İşte Necmettin Erbakan’ın öngörüleri:
“Bu huzursuzluğun sebebi nedir? Bunu incelediğimiz zaman bizim görüşümüz şudur; dünyada yeryüzü boş değil, dış güçler var. Bir büyük İsrail kurulmak isteniyor, bunun içinde Türkiye parçalanmak isteniyor. Sevr Antlaşması bunun için ortaya konmuştur. Dünya politikası buna göre yönetiliyor. Biz ülkemizde iç huzuru temin edebilmek için bu dış dünyanın arzularına alet olacak yönetimlerden kurtulmamız lazım.

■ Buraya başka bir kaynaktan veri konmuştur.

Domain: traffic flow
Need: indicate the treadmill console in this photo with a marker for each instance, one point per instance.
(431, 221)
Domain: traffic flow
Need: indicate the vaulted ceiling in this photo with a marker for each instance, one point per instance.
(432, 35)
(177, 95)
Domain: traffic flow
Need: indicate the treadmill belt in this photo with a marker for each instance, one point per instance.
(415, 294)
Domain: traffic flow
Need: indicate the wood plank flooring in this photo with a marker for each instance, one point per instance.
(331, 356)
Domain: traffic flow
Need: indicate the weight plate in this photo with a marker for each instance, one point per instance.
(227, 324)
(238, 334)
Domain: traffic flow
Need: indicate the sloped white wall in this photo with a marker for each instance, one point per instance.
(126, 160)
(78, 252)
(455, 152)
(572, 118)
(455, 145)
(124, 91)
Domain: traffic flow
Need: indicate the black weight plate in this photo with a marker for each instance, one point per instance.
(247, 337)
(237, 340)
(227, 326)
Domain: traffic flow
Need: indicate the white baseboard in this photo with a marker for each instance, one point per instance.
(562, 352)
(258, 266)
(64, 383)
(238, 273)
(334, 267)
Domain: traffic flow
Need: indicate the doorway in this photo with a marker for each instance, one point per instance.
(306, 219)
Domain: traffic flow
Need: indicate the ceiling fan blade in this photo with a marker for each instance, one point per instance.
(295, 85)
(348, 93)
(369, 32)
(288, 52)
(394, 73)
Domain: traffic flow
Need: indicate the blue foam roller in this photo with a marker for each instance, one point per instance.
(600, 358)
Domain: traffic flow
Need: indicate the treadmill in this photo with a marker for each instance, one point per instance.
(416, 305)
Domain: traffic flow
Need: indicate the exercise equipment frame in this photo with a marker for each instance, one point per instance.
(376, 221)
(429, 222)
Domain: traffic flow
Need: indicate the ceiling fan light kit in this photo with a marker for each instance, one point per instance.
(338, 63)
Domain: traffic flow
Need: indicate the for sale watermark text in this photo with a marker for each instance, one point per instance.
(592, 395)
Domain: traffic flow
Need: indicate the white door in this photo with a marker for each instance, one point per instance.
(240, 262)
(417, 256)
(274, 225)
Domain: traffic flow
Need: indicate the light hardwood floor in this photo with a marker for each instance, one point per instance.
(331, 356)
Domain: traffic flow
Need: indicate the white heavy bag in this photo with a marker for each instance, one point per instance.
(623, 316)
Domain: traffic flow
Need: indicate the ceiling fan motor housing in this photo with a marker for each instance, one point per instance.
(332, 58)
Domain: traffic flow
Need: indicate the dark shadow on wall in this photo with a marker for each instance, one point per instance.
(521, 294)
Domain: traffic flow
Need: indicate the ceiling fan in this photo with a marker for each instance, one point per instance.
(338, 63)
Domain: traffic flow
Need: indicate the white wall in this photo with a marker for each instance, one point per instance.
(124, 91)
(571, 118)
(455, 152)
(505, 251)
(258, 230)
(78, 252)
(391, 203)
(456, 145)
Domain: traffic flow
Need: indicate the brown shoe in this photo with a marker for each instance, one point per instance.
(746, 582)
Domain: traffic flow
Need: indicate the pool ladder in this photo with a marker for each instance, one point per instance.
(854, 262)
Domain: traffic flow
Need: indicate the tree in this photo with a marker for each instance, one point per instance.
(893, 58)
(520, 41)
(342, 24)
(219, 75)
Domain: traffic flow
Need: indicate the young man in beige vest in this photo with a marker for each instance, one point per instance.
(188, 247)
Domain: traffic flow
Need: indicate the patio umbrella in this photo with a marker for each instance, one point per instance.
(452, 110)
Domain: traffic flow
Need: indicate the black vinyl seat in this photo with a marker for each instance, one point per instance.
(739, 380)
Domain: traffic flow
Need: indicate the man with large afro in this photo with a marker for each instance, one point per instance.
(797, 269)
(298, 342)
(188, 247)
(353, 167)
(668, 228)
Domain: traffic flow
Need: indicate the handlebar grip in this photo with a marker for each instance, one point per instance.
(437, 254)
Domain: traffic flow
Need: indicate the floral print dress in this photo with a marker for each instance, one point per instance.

İkincisi ülkedeki huzursuzluğun ortadan kaldırılması için köle düzeninin, sömürü düzenin ortadan kaldırılması şarttır. Siz ülkemizin insanlarına hakkı 100 iken 8 verirseniz 92’sini elinden alıp dış ve iş borçlara yani dış güçlere ve onların içerideki işbirlikçi holdinglerine verirseniz o ülkede elbette huzuru temin edecek ortam bulamazsınız.
Asırlar boyunca hiçbir zaman, içinde huzursuzluk olmayan bir ülkeydik, çeşitli ırklardan gelmiş insanlar kardeş olarak yaşadılar harplerde şehit oldular beraberce aynı ülkeler etrafında birleştiler, ne olduysa bu son 40-50 senede oldu.”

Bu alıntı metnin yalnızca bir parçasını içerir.